Property tax is also much lower here than nearly anywhere in the US, of course; typically 0.18% of the 2013 value for homes (so about 0.1% of current value in practice). Typically, if you can’t pay, they’ll collect when you sell or die. Income tax is much higher than anywhere in the US for mid to high income people, of course, but it’s harder to be hit with unexpected income tax.

The Irish healthcare system is far from perfect, by the way. Public hospital care is free for everyone(except for a capped per-night charge at 750 euro per year unless you’re low income) and primary care is free for low income people, the elderly, and young children, but there’s still a gap where lowish-income people can struggle with it, and public waiting lists for elective procedures can be long. But no-one’s going bankrupt over it, so there’s that.
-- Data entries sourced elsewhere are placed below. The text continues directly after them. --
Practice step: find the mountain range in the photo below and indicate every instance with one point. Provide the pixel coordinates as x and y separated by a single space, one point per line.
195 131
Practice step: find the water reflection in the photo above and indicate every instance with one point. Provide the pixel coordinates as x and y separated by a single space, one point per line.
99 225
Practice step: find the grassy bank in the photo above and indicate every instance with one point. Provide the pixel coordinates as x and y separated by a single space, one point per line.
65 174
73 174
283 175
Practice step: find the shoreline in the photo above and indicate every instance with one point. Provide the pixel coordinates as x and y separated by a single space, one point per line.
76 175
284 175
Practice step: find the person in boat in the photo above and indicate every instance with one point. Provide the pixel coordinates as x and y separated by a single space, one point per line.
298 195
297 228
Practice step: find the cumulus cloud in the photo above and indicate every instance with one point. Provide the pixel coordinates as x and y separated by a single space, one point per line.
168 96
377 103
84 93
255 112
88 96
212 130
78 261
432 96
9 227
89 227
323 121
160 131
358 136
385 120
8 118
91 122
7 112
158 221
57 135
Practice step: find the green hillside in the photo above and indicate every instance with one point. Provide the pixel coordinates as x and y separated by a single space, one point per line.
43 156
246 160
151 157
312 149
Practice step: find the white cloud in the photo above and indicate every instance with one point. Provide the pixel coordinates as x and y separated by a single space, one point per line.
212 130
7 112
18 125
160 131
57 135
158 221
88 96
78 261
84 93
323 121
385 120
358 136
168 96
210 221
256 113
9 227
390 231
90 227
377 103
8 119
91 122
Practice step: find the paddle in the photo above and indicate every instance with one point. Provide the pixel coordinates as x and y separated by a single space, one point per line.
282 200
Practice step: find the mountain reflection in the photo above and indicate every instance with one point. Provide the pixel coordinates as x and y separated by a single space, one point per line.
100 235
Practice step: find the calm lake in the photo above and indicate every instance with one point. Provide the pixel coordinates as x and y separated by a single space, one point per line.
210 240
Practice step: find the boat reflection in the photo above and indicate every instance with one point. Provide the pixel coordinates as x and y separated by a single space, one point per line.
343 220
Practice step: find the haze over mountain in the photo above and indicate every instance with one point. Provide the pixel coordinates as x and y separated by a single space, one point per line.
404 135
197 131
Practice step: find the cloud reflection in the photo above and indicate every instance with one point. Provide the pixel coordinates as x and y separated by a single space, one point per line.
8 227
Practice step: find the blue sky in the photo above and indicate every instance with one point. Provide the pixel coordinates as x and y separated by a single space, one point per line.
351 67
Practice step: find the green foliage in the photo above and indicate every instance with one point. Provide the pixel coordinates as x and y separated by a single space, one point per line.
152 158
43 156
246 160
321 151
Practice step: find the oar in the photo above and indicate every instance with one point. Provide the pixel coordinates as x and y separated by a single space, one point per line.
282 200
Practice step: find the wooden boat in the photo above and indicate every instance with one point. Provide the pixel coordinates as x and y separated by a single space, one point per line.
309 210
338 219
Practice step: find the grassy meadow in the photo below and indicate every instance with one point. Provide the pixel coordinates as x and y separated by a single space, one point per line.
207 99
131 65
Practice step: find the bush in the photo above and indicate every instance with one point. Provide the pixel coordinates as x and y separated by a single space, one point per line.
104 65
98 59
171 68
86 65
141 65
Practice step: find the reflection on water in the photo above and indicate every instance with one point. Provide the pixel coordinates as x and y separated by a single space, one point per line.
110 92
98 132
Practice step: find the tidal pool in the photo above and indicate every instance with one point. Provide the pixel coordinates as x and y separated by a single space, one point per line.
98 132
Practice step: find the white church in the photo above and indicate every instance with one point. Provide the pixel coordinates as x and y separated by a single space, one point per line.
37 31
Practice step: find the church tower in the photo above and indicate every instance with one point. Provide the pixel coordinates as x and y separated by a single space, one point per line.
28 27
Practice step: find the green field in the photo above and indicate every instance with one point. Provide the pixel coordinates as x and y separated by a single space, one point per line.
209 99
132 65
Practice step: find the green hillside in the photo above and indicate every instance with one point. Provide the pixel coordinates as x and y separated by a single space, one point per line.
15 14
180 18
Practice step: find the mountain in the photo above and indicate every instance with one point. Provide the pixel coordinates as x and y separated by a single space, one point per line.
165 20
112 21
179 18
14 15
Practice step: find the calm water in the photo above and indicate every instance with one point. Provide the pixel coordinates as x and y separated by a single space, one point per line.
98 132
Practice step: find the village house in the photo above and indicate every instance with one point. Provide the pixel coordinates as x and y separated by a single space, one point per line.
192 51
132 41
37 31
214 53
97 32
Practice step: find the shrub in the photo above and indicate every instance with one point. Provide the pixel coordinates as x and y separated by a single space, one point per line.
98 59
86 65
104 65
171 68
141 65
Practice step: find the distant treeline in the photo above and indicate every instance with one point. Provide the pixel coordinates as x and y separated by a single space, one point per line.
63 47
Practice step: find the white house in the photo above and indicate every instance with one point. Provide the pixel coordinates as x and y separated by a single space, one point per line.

What a specious argument. In countries with universal healthcare if you have to go to hospital you either don't get a bill at all or just get a nominal one, and your income tax exposure doesn't change.


Income tax is a different story though - and remember a massive percentage of people don't any any property and therefore have never paid a cent of property tax (me!)

If you have a very low paying job (or no job) and therefore pay extremely low income taxes, you still get fantastic healthcare!


If you’ve ever paid rent, you’ve implicitly paid property taxes. The sustainable, market rate for rent factors in all costs of the owner.


My understanding is that setting rent is more related to what people are able to pay than the underlying cost structure of owning a building.